Home Uncategorized Who’s On First? Solving the Top per Group Problem (Part 1: Technique)

    Who’s On First? Solving the Top per Group Problem (Part 1: Technique)

    626
    27

    Relative comparison is a simple matter of human nature. From early childhood we compare and contrast what we see in the world around us, building a means by which to rate what we experience. And as it turns out, this desire to discover top and bottom, rightmost and leftmost, or best and worst happens to extend quite naturally into business scenarios. Which product is the top seller? How about the one that’s simply not moving off the shelves? Which of our customers has placed the most expensive order? What are the most recent orders placed at each of our outlets?

    In the world of common business questions, the edge cases are generally of most interest. What’s in the middle is unimportant; it’s often too difficult for the mind to compare and comprehend when there are hundreds, thousands, or even millions of items, transactions, or facts that are all within a similar range. Instead, we focus on those that stick out in some extraordinary way.

    Those of us who work with SQL products on a regular basis are faced with solving this same problem time and again as we work through various business requirements. Over time, I have noticed four basic query patterns that can be used to solve the problem; each are logically equivalent (within certain restrictions — more on that later), but can have surprisingly different performance characteristics depending on the data being queried. In this first post, I will outline the available patterns/methods. In the following posts, I will show the results of testing each pattern against a variety of scenarios in an attempt to discover where and when each should be used.

    The four basic patterns are outlined below. Each of the methods is illustrated using a query to show all customers’ names, plus their most recent order date, and the amount of that order. I’ve included notes that indicate where logic differences can arise among the various methods.

    Method 1: Join to full group and use correlated subquery with a MIN/MAX aggregate to filter

    In this method we use an inner join to get all required columns, then filter the resultant set using a correlated subquery in the WHERE clause.

    SELECT
        c.FirstName,
        c.LastName,
        o.OrderDate,
        o.OrderAmount
    FROM Customers c
    JOIN Orders o ON o.CustomerId = c.CustomerId
    WHERE 
        o.OrderDate  =
        (
            SELECT MAX(o1.OrderDate)
            FROM Orders o1
            WHERE 
                o1.CustomerId = o.CustomerId
        )
    

    Logic notes: With this method ties are automatically included in the output, unless a tiebreaker is specified (which can be tricky given that you only have one column to work with). This method does not allow you to pull back an arbitrary number of rows, such as top 10 per customer; you are limited to the edge and any ties that might exist.

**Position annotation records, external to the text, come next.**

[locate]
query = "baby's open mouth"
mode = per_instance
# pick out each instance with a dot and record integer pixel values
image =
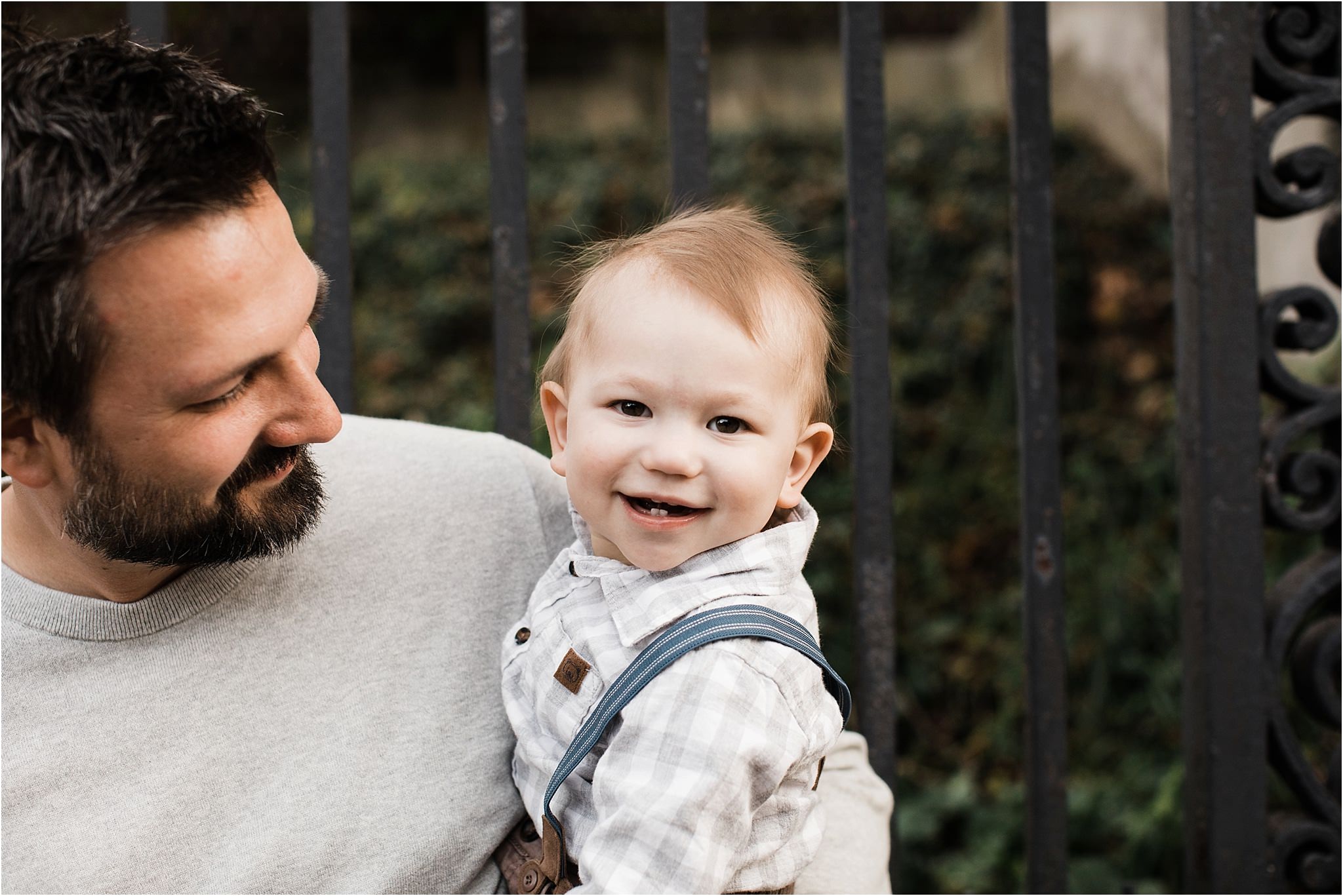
(660, 508)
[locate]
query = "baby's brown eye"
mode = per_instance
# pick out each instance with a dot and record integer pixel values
(633, 409)
(727, 425)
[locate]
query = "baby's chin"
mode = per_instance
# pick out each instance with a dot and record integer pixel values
(657, 560)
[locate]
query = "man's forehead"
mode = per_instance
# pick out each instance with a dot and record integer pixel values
(197, 296)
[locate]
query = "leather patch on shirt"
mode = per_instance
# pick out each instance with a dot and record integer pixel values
(572, 671)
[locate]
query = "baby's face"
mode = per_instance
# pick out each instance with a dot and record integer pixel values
(676, 431)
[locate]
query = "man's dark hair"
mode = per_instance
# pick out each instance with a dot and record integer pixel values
(104, 139)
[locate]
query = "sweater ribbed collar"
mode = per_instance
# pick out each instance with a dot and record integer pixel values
(71, 615)
(82, 618)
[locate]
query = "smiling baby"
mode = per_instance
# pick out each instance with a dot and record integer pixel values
(687, 408)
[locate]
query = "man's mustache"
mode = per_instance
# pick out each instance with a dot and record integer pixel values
(262, 463)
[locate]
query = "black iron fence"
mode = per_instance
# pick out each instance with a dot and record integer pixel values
(1239, 472)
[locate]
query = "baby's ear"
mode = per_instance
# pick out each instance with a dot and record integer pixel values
(556, 410)
(813, 446)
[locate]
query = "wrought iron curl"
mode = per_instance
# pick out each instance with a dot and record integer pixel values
(1296, 68)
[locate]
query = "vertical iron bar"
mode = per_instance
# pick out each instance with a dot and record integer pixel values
(508, 218)
(148, 22)
(870, 343)
(1218, 395)
(1037, 422)
(688, 102)
(329, 58)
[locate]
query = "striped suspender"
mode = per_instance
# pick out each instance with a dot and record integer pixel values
(739, 621)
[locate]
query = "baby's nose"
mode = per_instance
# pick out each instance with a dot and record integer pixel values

    Method 1a: Join to full group and use correlated subquery with TOP(n) and ORDER BY to filter

    This method is almost identical to Method 1 (which is why it is classified here as 1a), but the TOP and ORDER BY allow for a bit more flexibility than the aggregates.

    SELECT
        c.FirstName,
        c.LastName,
        o.OrderDate,
        o.OrderAmount
    FROM Customers c
    JOIN Orders o ON o.CustomerId = c.CustomerId
    WHERE 
        o.OrderDate  =
        (
            SELECT TOP(1)
                o1.OrderDate
            FROM Orders o1
            WHERE 
                o1.CustomerId = o.CustomerId
            ORDER BY
                o1.OrderDate DESC
        )

    Logic notes: With this method you can more easily integrate a tiebreaker than with Method 1; the comparison column can be anything, including a primary key, and you can still order on whatever column makes most sense. In addition, you can take more rows than with Method 1 by using IN instead of = in the WHERE clause, and increasing the argument value to TOP.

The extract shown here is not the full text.